Arkansas Democrat-Gazette

Domination the talk of college football

- CHUCK CULPEPPER

Now the college football country settles in for another week of yakking about whether college football might be in some sort of existentia­l trouble.

It’s going to be fun — or not. Can a national sport thrive indefinite­ly if all of its titles keep getting shoveled toward one corner of a vast country and if the same teams from the Southeast keep showing up on the big stage?

Maybe it can, if the people keep watching. They certainly sustain bowl games between 6-6 teams, even if that’s only through plopping deeply into the couch with the digestive onslaught of some holiday meal.

So here comes Alabama vs. Georgia again, and here comes the discussion, which might venture into irrational­ity on occasion, long a delight to all of us who have spent life addled with college football. The talk might venture into topics such as sociology and money — you know, the kinds of things people seek out sports to escape.

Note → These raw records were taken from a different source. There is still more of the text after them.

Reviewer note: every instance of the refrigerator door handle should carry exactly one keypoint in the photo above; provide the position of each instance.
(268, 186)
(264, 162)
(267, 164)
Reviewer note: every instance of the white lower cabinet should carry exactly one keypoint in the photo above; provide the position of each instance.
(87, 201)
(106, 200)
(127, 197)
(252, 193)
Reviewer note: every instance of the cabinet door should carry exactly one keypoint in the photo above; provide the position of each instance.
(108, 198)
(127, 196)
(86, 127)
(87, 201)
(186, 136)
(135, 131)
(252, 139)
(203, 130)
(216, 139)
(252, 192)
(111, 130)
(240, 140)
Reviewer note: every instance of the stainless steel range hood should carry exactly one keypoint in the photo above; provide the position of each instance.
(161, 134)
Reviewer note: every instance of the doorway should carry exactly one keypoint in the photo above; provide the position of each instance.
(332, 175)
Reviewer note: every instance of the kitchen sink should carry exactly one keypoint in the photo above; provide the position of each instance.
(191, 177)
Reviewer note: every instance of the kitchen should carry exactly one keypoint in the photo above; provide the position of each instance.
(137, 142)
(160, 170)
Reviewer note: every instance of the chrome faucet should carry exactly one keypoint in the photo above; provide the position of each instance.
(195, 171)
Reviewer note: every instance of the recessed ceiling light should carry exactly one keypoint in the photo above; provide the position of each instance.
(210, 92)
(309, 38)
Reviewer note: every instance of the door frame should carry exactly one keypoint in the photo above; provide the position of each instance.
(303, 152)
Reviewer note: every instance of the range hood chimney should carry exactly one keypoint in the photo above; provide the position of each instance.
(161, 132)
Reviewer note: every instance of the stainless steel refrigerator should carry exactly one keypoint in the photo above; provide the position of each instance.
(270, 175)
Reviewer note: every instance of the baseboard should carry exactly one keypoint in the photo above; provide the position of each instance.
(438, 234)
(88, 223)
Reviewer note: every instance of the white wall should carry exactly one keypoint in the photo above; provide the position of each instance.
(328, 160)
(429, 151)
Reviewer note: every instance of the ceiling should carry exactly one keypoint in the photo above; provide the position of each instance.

What’s not debatable is that, for a sport that spent a long history rich in geographic variety, such variety isn’t the spice at the moment. It isn’t even present. It got left in a past now crawling with tumbleweed­s, a past when titles would come to the Nebraska plains, to the middle of Pennsylvan­ia, to just below downtown Los Angeles, maybe even up to the Pacific Northwest and the tailgating boats competing for primo spots off Lake Washington.

Now it’s 2022, when this Alabama-Georgia championsh­ip game differs from that other Alabama-Georgia championsh­ip game, which happened in January 2018 but also differs, of course, from the Alabama-Clemson championsh­ip game of January 2016, the Alabama-Clemson championsh­ip game of January 2017 or the Alabama-Clemson championsh­ip game of January 2019.

Those games differ from January 2020, when there came a splash of variety: a Clemson-LSU championsh­ip game, which meant there were actually a whole three states between the contestant­s.

The first College Football Playoff championsh­ip game, in January 2015, pitted Ohio State against Oregon. It seemed fresh and bright, not to mention a resurgence of the Big Ten to counter the crowing of the SEC.

Well, it was some funky outlier. Of the 14 finalist slots since then, 13 have gone to teams from the Southeast, including nine to the SEC (with the other four to Clemson). Of the 20 wins available in College Football Playoff games since then, 19 have gone to teams from the Southeast and 13 to the SEC (with the other six to Clemson). Of the seven national titles available since then and through this coming Jan. 10, all will have gone to teams from the Southeast, five to the SEC (with the other two to Clemson).

The whole premise drove itself farther into the earth with Georgia’s 34-11 romp through Michigan in the Orange Bowl national semifinal on New Year’s Eve. It had seemed that Michigan, which had just manhandled Ohio State and Iowa, might prove incapable of getting pushed around with its Hercules of an offensive line and its scary scrimmage trespasser­s David Ojabo and Aidan Hutchinson.

Well, it didn’t really get pushed around per se. The pushing went both ways, but the pushing didn’t matter as much as the pushing and the running did. Everywhere Michigan went, it seemed Georgians turned up sooner than all of Michigan’s other opponents would have turned up. Everywhere Michigan tried to defend, it seemed Georgians arrived at open spaces sooner than Michigan seemed accustomed. Michigan looked as if it had run across something that moved faster than it comprehend­ed.

The whole thing looked like a ratificati­on of a chasm.

Erick All, the Michigan tight end who made one of the biggest plays of the year with his touchdown romp up the sideline at Penn State, noted the truth. “The margin of error is really low,” he said. “We found that out today.”

Errors glared more than errors usually would because they just weren’t affordable.

“A lot of those guys will be playing on Sundays,” Michigan offensive lineman Andrew Vastardis said.

Now, here’s this: In the 2022 ranking of that crucial variable of American happiness — football recruiting — Alabama stands No. 2 and Georgia No. 3, per Rivals. com. That follows on 2021, when Alabama finished No. 1 and Georgia No. 5; on 2020, when Georgia finished No. 1 and Alabama No. 3; on 2019, when Georgia finished No. 1 and Alabama No. 2; on 2018, when Georgia finished No. 1 and Alabama No. 7; and on 2017, when Alabama finished No. 1 and Georgia finished No. 3. They get recruits, so they win, so they get recruits.

It can make you wonder something: What the hell happened to Alabama in 2018?

Beyond that, it can make you wonder just how many Alabama-Georgia title bouts we have coming. Georgia Coach Kirby Smart is just getting going at 46; Alabama Coach Nick Saban always looks like he’s just getting going at 70.

How long might the dance persist, the one where the Southeast plays football better than all the other regions, the fans crow about it, the pundits note it, the fans from other regions seethe over it and then the Southeast plays football better than all the other regions?